Und es wurde auch über sonstige spezielle persönliche Katastrophen gesprochen: Da war zum Beispiel die Frau aus Nigeria, die unter Depressionen und einer schweren, behandlungsbedürftigen Augenerkrankung leidet, der aber dennoch, trotz ärztlichem Anraten, Abschiebeschutz und humanitärer Aufenthaltstitel verweigert wird. Oder der Mann aus dem Kosovo, der eigentlich mit einer österreichischen Staatsbürgerin verheiratet ist, mit der er auch ein gemeinsames Kind hat, der aber seit Jahren vergeblich darauf wartet, dorthin legal ausreisen zu können. Und nicht zuletzt eine mit der Karawane angereiste Iranerin aus dem Lager in Blankenburg, die feststellen musste, dass ihr in Deutschland die Asylanerkennung verweigert wird, obwohl sie im Iran gerade durch die Zusammenarbeit mit einem deutschen Fernsehteam zur Zielscheibe staatlicher Verfolgung geworden war.

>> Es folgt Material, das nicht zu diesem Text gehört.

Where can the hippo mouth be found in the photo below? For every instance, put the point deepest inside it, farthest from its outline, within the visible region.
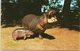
(52, 20)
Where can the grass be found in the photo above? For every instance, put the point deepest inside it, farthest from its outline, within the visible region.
(65, 39)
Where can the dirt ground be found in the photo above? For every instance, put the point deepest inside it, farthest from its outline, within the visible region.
(65, 39)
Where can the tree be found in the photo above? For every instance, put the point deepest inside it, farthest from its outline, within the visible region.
(66, 12)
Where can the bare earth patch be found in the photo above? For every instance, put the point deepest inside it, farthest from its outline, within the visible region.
(65, 39)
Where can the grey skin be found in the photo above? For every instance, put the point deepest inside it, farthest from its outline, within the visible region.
(21, 32)
(38, 23)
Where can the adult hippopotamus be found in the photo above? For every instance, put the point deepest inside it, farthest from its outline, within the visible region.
(37, 23)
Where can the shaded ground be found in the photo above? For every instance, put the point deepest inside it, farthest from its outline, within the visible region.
(65, 39)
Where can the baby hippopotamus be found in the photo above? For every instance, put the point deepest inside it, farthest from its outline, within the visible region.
(21, 32)
(38, 24)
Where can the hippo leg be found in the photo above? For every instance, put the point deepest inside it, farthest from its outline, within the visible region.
(24, 37)
(15, 38)
(40, 37)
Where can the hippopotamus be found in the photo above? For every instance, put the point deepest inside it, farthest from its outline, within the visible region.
(36, 23)
(21, 32)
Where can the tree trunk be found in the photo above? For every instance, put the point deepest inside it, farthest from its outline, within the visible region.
(66, 12)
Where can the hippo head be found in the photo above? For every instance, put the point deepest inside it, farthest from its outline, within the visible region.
(51, 16)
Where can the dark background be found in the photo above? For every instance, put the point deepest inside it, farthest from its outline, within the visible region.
(14, 10)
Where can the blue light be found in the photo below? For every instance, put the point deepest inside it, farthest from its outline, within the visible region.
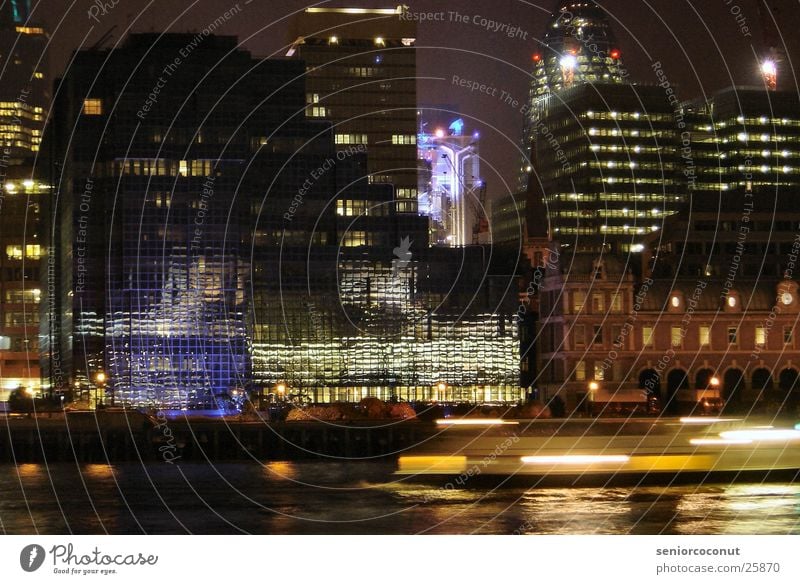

Doch auch unterschiedliche Möglichkeiten und Strategien, sich gegen diesen alltäglichen Wahnsinn zu schützen und zu wehren, standen zur Debatte. Ein Punkt dabei war die Frage des klugen Umgangs mit Vorladungen zu sog. „Botschaftsterminen“ zum Zwecke der Ausstellung sogenannter Heimreisepapiere. Dabei stellt sich das Dilemma, dass unentschuldigtes Fernbleiben zum Einen strafrechtlich verfolgt wird, und dass zum anderen die Vorgehensweise, hinzugehen, aber die Kooperation und das Gespräch mit den Botschaftsangehörigen zu vermeiden, sich in der Praxis oftmals als äußerst schwierig erweist.
Aber es wurden auch Beispiele vorgebracht, die Mut machen. Beispiele von erfolgreichen Kämpfen gegen Abschiebungen, wie die Sitz- und Hungerstreiks iranischer FlüchtlingsaktivistInnen, mittels derer es die SPI (Socialist Party of Iran) gelungen ist, die meisten ihrer AktivistInnen in den Status der Asylanerkennung zu bringen. Oder die Geschichte von Debru E., inzwischen schon eine lokale Berühmtheit als Neuburger Flüchtlingsaktivist: Vor wenigen Monaten stand er kurz vor der Abschiebung, doch durch die Solidarität von Flüchtlingsrat und Karawane hat er es geschafft, nicht nur nicht abgeschoben zu werden, sondern endlich auch seine Asylanerkennung und Aufenthaltserlaubnis zu bekommen.

In diesem Sinne wurde auch das Treffen mit dem Ausblick beschlossen, weiterzukämpfen. Beispielsweise soll es demnächst ein Treffen für die Fortsetzung und Ausweitung der Kampagne gegen Abschiebungen in den Irak geben, zu dem IrakerInnen aus verschiedenen bayerischen Städten eingeladen werden sollen. Immerhin wurde mit den vorangegangenen Protestaktionen bereits ein vielversprechender Anfang gemacht, den Skandal der geplanten Irak-Abschiebungen in der Öffentlichkeit auf die Tagesordnung zu setzen.

Nach dem doch recht langen Plenum klang der Abend noch gemütlich und entspannt aus mit gemeinsamem Grillen und Musik. Nicht zuletzt gebührt hier ein besonderes Lob den Stars des Abends: Dem Kinder-Trio aus dem Lager. Ihr habt den Abend echt gerockt, zuerst mit A-capella-Gesang, dann habt ihr als Wahnsinns-DJs und ShowmasterInnen den zeitweilig etwas trägen Haufen erst zum Singen und dann zum Tanzen gebracht. Schön war’s!